Rachel’s books and blogs are rich and humorous and insightful. She can make you laugh til you cry. She can be blunt. She can make the pages just sing with warmth and beauty.
But, as she pushed the margins of her traditional faith, particularly the beliefs about women’s roles in the church, she suffered terrible, hate-filled insults. Her church condemned her work. Friends fell away. But, she clearly felt the breath of God on her as she was making these changes. She was on that not-so-easy path many of us fear when saying yes to Jesus.
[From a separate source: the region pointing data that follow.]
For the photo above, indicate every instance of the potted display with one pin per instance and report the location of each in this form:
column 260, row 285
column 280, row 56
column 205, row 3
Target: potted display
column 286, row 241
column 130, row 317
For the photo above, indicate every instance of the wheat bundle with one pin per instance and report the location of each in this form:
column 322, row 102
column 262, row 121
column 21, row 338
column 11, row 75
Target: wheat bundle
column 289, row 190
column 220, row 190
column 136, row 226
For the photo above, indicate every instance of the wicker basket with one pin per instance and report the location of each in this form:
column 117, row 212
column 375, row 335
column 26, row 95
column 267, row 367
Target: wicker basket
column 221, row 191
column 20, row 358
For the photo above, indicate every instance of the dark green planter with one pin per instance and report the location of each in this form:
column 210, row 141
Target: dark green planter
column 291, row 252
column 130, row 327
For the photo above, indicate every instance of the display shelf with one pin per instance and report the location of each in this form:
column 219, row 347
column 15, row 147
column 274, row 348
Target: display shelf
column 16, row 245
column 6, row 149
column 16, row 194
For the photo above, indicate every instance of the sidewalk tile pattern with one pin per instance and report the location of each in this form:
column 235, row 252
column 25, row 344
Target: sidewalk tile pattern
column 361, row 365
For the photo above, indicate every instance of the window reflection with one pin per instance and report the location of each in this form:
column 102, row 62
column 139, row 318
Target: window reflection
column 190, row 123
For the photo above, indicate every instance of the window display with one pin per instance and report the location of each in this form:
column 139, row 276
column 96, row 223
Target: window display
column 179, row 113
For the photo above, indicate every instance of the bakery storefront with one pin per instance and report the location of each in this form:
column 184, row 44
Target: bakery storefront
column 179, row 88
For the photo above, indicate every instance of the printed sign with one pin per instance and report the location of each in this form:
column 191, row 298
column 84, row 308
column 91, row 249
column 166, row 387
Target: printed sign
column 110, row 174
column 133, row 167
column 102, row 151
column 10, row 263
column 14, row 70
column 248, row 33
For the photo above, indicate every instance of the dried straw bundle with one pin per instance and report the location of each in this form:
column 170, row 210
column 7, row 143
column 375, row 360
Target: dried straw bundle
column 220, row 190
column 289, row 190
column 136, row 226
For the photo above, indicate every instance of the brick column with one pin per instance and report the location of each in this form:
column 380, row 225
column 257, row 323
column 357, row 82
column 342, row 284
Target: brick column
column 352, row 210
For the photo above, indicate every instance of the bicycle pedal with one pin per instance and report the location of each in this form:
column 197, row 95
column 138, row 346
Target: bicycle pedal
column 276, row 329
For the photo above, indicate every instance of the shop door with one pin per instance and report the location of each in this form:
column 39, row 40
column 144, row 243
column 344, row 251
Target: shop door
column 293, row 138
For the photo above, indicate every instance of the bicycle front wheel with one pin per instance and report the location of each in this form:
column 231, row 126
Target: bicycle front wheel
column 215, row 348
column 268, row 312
A few years ago, during an especially difficult time, Rachel took up a new practice for Lent. She turned her hate mail into Origami. This is what she said about it: “As much as I try to ignore the most vile of these messages, they can still be quite painful, and I think that’s okay. It’s important to grow thick skin, but I also want to keep a tender, open heart…which means unclenching my fists and letting some of these words hurt every now and again.”
At the end of her Lenten journey, Rachel wrote: “What I learned, turning my hate mail into origami, is that we’re meant to remake this world together. We’re meant to hurt together, heal together, forgive together, and create together. And, in a sense, even the people who continue to hate me and call me names are a part of this beautiful process. Their words, carelessly spoken, spent the last 40 days in my home- getting creased and folded, worked over…stepped on by a toddler, read by my sister, stained with coffee…blacked out, thrown away, turned into poems, and folded into sailboats and cranes and pigeons that now sit smiling at me from my office window.”
Jesus said, “If you forgive the sins of any, they are forgiven. If you retain the sins of any, they are retained.”
I kinda doubt you and I have ever received the volume of hate mail Rachel Evans did.
But, I’d bet we could all name someone or something, that hurt us or made us miserable. And, this is saying the quiet part out loud… I have been known to hang onto nasty emails and memos and evaluations for a long time. I used to pull them out of file folders and stew over them, maybe shed a few tears and vow …you get the drift.
But, praise God from whom all blessings flow…it doesn’t last…when the risen Christ throws open the locked door of the heart, or the memory locked into the mind, and says, “Blow. Blow. Blow all of that stale, grudging, judging, lifeless air out.
*Affirmation of Faith Apostles’ Creed p. 35
*Hymn 581 Gloria Patri
Pastoral Prayer and the Lord’s Prayer
Presenting Our Tithes and Offerings
*Hymn 606 Doxology
*Prayer of Dedication
We are so filled with the joy of the resurrection that
we offer these gifts of our time, abilities, and treasure to you, O God. May they be signs of hope, peace, life, and community to all in need of your gifts and grace.
In Jesus’ name, who gave his life that we might live. Amen.
*Hymn 268 Crown Him With Many Crowns
The risen Christ says: Peace be with you.
May you be filled with all joy and hope in believing.
We have seen the Lord! Alleluia! Amen.